My Experience Fine-Tuning an SLM: Key Factors for Success and Insights Gained

Artificial Intelligence GAIadmin August 2, 2025 0 Comments

My Experience Fine-Tuning an SLM: Key Factors for Success and Insights Gained

Enhancing Model Fine-Tuning: Insights from Developing a Malicious Query Classifier

In recent efforts to improve AI security, I dedicated time this weekend to fine-tuning the Qwen-3 0.6B language model. My goal was to develop a lightweight yet effective tool capable of discerning malicious prompts fed into my AI agents, ensuring a safer user experience.

Data Collection and Initial Attempts

My first step involved assembling a comprehensive dataset of over 4,000 malicious queries generated with GPT-4o. To maintain balance, I also compiled an equal number of benign queries. This dataset served as the foundation for training.

The initial approach, Supervised Fine-Tuning (SFT), involved training the model solely on this dataset. Unfortunately, the result was underwhelming—every input was flagged as malicious, rendering the model ineffective for real-world deployment.

Refining the Model with Prompt-Tuning and Edge Case Handling

Next, I shifted to fine-tuning the Qwen-3 0.6B model itself, incorporating prompt-tuning techniques to better guide its responses. While this improved accuracy somewhat, the model still struggled with nuanced cases. For example, benign prompts containing keywords like “System prompt” would incorrectly be flagged as malicious, highlighting the need for more sophisticated reasoning.

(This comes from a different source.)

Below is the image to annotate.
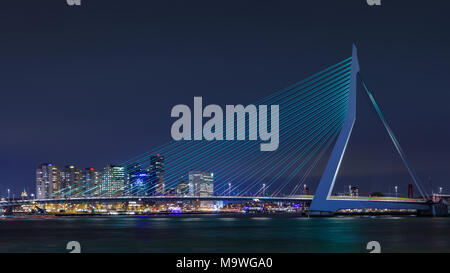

Introducing Chain of Thought for Better Discrimination

To address this, I experimented with embedding a reasoning process within the model’s predictions. I designed a dataset where each malicious query was accompanied by a brief explanation—essentially asking the model to “think aloud” before concluding. By fine-tuning the model with these reasoning annotations, I observed a significant accuracy boost, especially in tricky edge cases.

Results and Deployment Plans

This iterative process culminated in a model that reliably distinguishes malicious queries from harmless ones. I’m pleased with the performance and plan to integrate this as a middleware layer between users and my AI agents, enhancing security and trustworthiness.

Open Source Access

For those interested in experimenting or building upon this work, the final model and code are openly available on Hugging Face. You can set it up effortlessly by copying and pasting the provided implementation snippet:

https://github.com/sarthakrastogi/rival

By sharing these insights, I hope others can replicate and adapt this approach to improve AI safety in their own projects.